Torquato Tasso, poeta grave e pensoso nei libri scolastici, in queste composizioni si mostra più leggero e legato alla quotidianità, condividendo aspetti più domestici della vita delle corti. Eventi d’attualità pubblici e privati, nascite, morti, bizzarrie, messe in versi e affidate a un piccolo libro, che arriva fin nella montuosa Calabria, in mano a letterati locali che ne sanno apprezzare l’arte e ricavarne anche profitto.
 
(Continua)




[1] Il frontespizio è perduto. La dedica dello stampatore Benedetto Mammarello è datata il 1 Ottobre 1590. In CNC-Edit 16 la sesta edizione appare pubblicata, oltre che a Ferrara nel 1592, anche a Venezia e a Parma, e di nuovo a Venezia nel 1593.
[2] Sul leggero cartoncino che consolida il piatto anteriore s’intravvede la scritta di un nome: Finetti de Sanctis (mano del sec. XVIII).
[4] Francesco Quattromani, Carlo Cosentino (Aprigliano 1671-1758).

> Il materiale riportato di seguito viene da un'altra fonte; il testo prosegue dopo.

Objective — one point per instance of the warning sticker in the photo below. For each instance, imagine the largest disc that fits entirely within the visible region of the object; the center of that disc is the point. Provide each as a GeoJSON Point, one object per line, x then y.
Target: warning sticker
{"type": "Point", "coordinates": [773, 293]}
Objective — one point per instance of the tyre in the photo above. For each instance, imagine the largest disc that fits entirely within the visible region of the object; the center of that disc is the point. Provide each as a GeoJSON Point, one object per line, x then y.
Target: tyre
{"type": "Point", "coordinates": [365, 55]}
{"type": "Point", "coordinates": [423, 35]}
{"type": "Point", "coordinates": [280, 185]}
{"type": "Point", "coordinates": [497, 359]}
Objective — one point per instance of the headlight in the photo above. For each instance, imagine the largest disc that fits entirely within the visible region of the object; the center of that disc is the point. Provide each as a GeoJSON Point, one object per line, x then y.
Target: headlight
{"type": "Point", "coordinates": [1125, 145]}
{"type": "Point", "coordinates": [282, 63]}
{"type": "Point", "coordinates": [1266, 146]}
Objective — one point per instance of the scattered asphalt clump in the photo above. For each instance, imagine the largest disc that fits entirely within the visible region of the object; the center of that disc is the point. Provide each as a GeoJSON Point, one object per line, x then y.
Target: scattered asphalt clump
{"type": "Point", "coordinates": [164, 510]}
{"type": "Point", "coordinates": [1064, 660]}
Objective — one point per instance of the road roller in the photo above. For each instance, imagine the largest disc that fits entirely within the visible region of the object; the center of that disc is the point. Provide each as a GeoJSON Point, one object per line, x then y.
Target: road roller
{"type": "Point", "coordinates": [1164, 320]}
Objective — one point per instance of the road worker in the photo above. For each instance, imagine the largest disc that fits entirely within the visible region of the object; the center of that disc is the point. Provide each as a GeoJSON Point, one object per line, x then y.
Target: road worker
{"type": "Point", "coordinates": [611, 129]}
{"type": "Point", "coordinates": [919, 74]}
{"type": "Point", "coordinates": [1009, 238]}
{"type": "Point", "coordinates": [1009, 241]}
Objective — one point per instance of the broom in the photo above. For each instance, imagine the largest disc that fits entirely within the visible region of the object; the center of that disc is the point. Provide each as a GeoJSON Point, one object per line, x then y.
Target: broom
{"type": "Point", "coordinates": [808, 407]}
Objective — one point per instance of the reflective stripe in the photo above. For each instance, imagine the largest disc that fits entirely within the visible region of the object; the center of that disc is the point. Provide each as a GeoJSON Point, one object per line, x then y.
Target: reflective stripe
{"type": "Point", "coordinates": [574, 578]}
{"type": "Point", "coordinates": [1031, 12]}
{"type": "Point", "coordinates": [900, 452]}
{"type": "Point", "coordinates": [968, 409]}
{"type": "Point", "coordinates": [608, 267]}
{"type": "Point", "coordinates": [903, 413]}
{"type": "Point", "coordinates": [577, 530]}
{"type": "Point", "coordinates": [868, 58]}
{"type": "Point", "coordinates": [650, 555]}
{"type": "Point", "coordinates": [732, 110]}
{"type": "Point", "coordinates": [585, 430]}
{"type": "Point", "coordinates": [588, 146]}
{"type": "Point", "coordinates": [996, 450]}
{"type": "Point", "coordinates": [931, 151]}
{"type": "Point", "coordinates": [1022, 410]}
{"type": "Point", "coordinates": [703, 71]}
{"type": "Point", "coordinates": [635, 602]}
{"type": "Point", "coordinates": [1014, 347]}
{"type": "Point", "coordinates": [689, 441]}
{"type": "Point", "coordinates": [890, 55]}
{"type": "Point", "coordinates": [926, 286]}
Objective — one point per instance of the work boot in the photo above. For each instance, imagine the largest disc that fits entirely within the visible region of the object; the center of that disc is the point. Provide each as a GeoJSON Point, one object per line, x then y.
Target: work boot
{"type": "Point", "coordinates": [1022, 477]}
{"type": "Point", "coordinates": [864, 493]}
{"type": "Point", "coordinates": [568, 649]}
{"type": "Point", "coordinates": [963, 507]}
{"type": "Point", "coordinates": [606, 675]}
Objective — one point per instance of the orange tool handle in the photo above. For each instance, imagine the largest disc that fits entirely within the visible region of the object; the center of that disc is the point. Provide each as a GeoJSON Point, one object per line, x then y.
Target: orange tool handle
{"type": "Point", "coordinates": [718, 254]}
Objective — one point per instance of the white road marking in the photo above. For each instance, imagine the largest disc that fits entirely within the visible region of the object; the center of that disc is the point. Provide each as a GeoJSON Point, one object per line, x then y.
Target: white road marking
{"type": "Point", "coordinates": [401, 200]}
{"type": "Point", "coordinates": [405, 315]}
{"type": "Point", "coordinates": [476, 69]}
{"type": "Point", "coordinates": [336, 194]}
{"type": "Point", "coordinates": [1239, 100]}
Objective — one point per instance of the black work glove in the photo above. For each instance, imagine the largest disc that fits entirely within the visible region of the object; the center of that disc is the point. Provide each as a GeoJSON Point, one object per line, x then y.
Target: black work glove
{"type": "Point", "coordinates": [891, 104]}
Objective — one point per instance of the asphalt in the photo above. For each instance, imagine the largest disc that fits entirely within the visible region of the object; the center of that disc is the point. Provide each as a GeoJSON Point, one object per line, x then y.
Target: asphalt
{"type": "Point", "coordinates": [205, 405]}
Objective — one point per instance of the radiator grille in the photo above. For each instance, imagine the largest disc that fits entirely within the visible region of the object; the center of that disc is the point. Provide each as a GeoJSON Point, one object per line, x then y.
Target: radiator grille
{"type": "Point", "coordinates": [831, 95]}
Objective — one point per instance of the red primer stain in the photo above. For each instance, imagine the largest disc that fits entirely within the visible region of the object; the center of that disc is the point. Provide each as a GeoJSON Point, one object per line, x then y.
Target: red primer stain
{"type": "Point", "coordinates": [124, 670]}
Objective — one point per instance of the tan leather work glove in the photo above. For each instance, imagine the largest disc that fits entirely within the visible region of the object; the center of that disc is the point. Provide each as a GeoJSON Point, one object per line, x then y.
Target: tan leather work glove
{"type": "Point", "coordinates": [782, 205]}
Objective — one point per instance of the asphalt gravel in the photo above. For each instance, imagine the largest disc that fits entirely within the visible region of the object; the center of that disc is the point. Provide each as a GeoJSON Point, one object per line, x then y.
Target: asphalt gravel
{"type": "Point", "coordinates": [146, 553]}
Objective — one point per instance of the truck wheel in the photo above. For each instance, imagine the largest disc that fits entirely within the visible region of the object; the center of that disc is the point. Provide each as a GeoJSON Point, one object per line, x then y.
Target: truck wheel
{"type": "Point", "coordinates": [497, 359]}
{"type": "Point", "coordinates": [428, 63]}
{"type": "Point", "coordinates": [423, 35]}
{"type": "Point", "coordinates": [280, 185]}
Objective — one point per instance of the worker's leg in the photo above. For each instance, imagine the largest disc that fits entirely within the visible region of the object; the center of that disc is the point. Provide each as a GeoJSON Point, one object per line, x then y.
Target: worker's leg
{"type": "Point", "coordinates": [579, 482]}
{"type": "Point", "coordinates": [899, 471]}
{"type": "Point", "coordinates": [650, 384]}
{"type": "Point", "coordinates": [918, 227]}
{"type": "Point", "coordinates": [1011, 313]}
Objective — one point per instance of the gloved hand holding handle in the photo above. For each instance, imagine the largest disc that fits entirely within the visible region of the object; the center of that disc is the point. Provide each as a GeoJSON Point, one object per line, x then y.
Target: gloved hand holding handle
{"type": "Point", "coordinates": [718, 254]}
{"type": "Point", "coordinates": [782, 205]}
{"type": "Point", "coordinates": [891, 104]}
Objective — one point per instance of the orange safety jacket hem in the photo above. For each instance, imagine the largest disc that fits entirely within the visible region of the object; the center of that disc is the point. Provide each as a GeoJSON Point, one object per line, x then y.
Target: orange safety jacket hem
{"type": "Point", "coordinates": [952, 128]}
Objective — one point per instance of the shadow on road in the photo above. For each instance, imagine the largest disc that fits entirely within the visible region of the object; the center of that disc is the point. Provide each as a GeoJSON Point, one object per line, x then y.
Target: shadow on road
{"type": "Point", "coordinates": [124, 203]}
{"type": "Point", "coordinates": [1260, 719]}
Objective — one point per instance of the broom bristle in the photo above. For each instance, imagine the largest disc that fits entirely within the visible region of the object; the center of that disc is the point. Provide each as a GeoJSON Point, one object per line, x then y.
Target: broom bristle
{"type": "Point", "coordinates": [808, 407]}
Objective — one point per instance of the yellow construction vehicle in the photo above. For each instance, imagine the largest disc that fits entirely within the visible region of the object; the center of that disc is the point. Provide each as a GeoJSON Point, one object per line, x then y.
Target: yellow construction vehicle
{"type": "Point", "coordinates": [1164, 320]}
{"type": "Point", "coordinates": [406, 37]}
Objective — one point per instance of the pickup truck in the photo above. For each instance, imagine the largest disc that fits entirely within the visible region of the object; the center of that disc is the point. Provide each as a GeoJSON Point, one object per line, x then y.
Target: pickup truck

Aspetti biografici inediti del traduttore della Gerusalemme Liberata in dialetto calabrese, ricostruiti attraverso lo studio di fonti documentarie autentiche, Cosenza, Luigi Pellegrini Editore, 2005; cfr. anche Pasquale Tuscano, La letteratura in lingua dal Seicento all’Illuminismo, in: Lezioni di Letteratura calabrese, a cura dell’Istituto di Istruzione Superiore Liceo Ginnasio Statale “G. Garibaldi” Istituto Statale d’Arte “A. Alfano” Castrovillari, Cosenza, L. Pellegrini, 2005, pp. 120-122.
[5] Cfr. Rocco Capozzi (edited by), Tra ‘Cantar sommesso’ ed emulazione del modello; Carlo Cosentino e la ‘trasmutazione’ in dialetto calabrese della Gerusalemme Liberata, in: Italo Calvino: lightness and multiplicity, «Rivista di studi italiani» (Toronto), 2003, pp. 49 sg.